Tonight, I was determined not to let the loneliness get ahold of me. I would definitely take some beautiful broad back to Palm Beach with me. Hell, I might just take a girl across the street to the beach and bend them over the rocks out by the water. It would keep me from having to get them out of my place in the morning, something I didn’t feel like dealing with.

One thing all these chicks had in common was the fact that they were looking for their next husband. But not me. I wasn’t looking to find love and settle down. I had seen the family thing in motion, and I was not interested in becoming part of it in the least.

I had much better things to do with my time than raising some snot-nosed kid while my wife bitched at me for going to the bar. Besides, no commitment meant no stress and no heartbreak, which to me, sounded like the perfect kind of lifestyle.

These days, I had a hard enough time getting up and getting out of the house in one piece.

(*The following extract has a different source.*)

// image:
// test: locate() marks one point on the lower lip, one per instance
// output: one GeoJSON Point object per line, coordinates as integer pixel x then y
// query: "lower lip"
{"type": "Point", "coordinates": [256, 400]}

I was surprised some days that I remembered to eat, much less take care of anyone else. I liked my freedom, I liked my quiet, and I liked to be able to combat any lack of companionship with a good amount of alcohol and a girl with her panties around her ankles, bent over a box in the back of the club. It was easy, clean, and simple, and I never had to worry about the drama and emotions of it all.

I learned very quickly, when you let your emotions, good or bad, rule your existence, you were easily fooled into thinking life was long and good. I knew all too well that it was total bullshit, and no one really got to live the dream with the people they loved. It was a fairy tale, and I hadn’t seen the least bit of proof to show me otherwise.

I was perfectly happy living off my inheritance, regardless of how dwindling it was, and not ever seeing the damn law firm again. My parents had been lawyers, and I had gone to school to become one because that was just what our family did. I could still remember the day so clearly in my mind.

I was off for spring break, and I decided to go home to Palm Beach instead of joining my friends in the islands. I hadn’t seen my parents since New Year’s, and I thought it would be nice to surprise them and see how their firm was holding up. I also wanted to get some rest before starting to gear up for finals.

My parents decided we should all go out on the sailboat, something my father had been dying to do all winter, but the storms had been so bad, he didn’t take the boat out of dry dock. We had spent hours getting the thing ready. When it was all set, we boarded her, and the three of us spent the day on the water.

That night, though, as we headed back to shore, a group of kids were partying too hard and hauling ass through the waves without their lights on. Before my father could react, we were on them and both boats capsized. I was the only one still breathing when they pulled me out of the water. I didn’t remember anything after the crash, but I did know that I was lying in the hospital, an orphan and the inheritor of my parents’ estate, including B & B Law Firm.